In the matter of dress reform, the two women happily tossed away their petticoats for Turkish pants and tunics. As Georgiana put it “After six months freedom from petticoats you will permit me to say that you don’t know what you suffer.” It was a practical decision that allowed them to ride a horse comfortably. In 1850 Santa Cruz had but 643 residents, no wharves, no bridges, only a few poor roads, and no clear path over the mountains to San Jose. Riding horseback was an essential form of transportation.
Their outfits also made it significantly easier to perform physical labor, an endless job for pioneer women. They had to haul water, plant and harvest crops, tend to small livestock, cook, wash and iron clothing, keep the hearth burning, and perform a myriad of other daily tasks. Eliza and Georgiana went far beyond that norm and took up hammer and nail to build themselves a small cottage. Women acting as carpenters were unheard of at the time.
Both women loved their freedom and independence, yet they both craved intellectual stimulation and the latest news from the East. Both had been raised in large social circles, a sharp contrast to the sparsely populated West. Where Eliza had largely failed to engage the local community, Georgiana, with her milder demeanor, was able to win over some of their neighbors. Within two years, both women would find partners and be married on the same day.

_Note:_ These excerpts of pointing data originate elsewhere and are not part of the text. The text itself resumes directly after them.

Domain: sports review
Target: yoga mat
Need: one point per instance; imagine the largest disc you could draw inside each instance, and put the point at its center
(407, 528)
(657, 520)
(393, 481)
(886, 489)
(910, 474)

On March 23, 1852 Georgiana wed Richard Kirby and Eliza Farnham married William Fitzpatrick. At this point, the lives of the two women diverged. Eliza’s marriage failed, and she lost her property to bad decisions. The reformer than penned three books titled Women and Her Era, Eliza Woodson, and The Ideal Attained. She toured the country to promote women’s rights, especially suffrage, and actively joined the abolitionist movement. The feminist even volunteered as a nurse on the battlefields of the Civil War. Eliza died at the end of 1864, at age 49.
Georgiana’s successful marriage to Richard Kirby produced five children over their 35 years together. He was the owner and operator of a profitable tanning business, and they lived at Rancho La Salud in Santa Cruz. Even without Eliza, Georgiana carried on the torch and continued to advocate for women’s rights. She wrote convincing editorials for the local papers, founded the first regional suffragist society in 1869, supported various women’s movements, and mingled with national feminists such as Susan B. Anthony. Georgiana completed her autobiography, Years of Experience, just before her death in 1887 at age 68. It wasn’t until 1911 that California passed women suffrage, and the Nineteenth Amendment wasn’t ratified until 1920, which finally granted all American women the right to vote.